British politician (born 1950)

Neil Murray Tosh (born 1 September 1950) is a retired Scottish Conservative Party politician who served as a Member of the Scottish Parliament (MSP) for the South of Scotland region (1999–2003) and the West of Scotland region (2003–07).

== Early life and career ==
Born in Ayr, Tosh was educated at Kilmarnock Academy and the University of Glasgow, where he was president of the Liberal Club and graduated with a second-class honours degree in history and politics. He trained as a schoolteacher at Jordanhill College in Glasgow, and for nearly 25 years taught history at several schools in Ayrshire. Before being elected to the Scottish Parliament he was head of the history department at Belmont Academy in Ayr.

== Political career ==
Tosh contested Ayr at the October 1974 general election as a Liberal, and Glasgow Hillhead at the 1983 general election for the Conservatives. From 1987 to 1996, he represented Troon South-West ward on Kyle and Carrick District Council, where he rose to become deputy leader of the Conservative group.
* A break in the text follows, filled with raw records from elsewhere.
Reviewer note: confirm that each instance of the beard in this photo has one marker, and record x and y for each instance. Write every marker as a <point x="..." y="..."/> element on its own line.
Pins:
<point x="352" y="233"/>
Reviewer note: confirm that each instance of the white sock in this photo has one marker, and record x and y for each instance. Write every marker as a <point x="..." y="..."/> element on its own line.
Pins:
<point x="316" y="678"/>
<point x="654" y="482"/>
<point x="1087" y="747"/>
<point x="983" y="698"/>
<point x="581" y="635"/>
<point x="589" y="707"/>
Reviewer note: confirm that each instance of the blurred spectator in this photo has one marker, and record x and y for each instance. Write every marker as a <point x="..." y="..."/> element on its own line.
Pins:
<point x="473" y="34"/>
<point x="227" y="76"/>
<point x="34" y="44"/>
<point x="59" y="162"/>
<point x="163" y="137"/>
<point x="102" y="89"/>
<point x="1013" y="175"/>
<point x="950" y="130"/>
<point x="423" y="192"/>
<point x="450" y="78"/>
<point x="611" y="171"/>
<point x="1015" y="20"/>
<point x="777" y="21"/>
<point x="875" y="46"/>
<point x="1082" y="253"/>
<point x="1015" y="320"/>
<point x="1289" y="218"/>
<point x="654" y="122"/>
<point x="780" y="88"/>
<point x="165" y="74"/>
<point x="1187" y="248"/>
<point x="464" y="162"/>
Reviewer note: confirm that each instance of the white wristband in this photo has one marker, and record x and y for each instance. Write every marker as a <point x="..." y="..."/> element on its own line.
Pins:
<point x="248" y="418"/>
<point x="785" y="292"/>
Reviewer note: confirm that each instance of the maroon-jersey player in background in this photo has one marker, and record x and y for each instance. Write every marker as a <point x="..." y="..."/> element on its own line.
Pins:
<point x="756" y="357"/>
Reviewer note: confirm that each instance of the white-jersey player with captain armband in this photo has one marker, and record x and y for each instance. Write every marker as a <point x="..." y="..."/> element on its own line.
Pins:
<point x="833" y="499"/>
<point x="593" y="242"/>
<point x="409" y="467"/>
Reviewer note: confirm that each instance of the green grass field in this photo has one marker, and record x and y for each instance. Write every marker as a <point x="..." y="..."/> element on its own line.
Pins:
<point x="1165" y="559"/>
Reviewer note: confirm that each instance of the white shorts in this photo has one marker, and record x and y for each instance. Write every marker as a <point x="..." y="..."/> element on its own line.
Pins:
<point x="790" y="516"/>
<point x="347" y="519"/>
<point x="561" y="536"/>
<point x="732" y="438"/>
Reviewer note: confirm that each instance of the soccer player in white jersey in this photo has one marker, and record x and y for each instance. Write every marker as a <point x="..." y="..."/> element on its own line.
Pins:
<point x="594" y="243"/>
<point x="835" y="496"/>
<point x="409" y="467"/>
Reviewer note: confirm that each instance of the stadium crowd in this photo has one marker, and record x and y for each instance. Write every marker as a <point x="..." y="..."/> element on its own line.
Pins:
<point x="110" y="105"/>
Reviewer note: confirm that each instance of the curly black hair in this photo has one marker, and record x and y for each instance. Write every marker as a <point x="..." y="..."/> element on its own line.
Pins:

At the inaugural election for the Scottish Parliament in 1999, Tosh stood as the Conservative candidate for Cunninghame South, where he came third; instead, he was elected to Holyrood as one of four candidates on the party's South of Scotland regional list. Regarded as being on the Conservative left, he was convener of the Procedures Committee during his first parliamentary term. In the debating chamber his contributions tended towards the histrionic: Robert McNeil, writing for The Scotsman, described him as "a great source of unwitting entertainment, gesturing like Mussolini on a balcony, as he wound himself up into ludicrous fits of passion about drains, minor roads and paper-clips."

In 2001, he announced his intention to stand down at the next election so that he could return to local government, prompting speculation that he was unhappy about the selection of right-winger Iain Duncan Smith as national party leader. However, he unexpectedly won the race to become a Deputy Presiding Officer that same year, defeating Cathy Peattie by 68 votes to 45, which led him to reverse his earlier decision to leave Holyrood. Press reports attributed his victory to the heavy-handed attempts by the Labour Party leader, Jack McConnell, to force his MSPs to support Peattie en masse, which prompted a backlash from several of them amid public allegations of 'cronyism'.

Tosh remained a Deputy Presiding Officer for the next six years, until the end of the second parliament in 2007. In that year's elections, he was the Conservative candidate for Dumfries, where he was defeated by Elaine Murray, the Labour incumbent. Having been placed fourth on the party's South of Scotland regional list, he therefore did not return to Holyrood as an MSP for the 2007–2011 session.

== Later years ==
In 2011, Tosh was one of those who backed Ruth Davidson's bid to become leader of the Scottish Conservative Party, describing her as a "breath of fresh air in Scottish politics".

In 2016, the representatives of the IndyCamp protesters stated that Tosh may own the Scottish Parliament building. This claim was dismissed by the lawyer for the Scottish Parliament.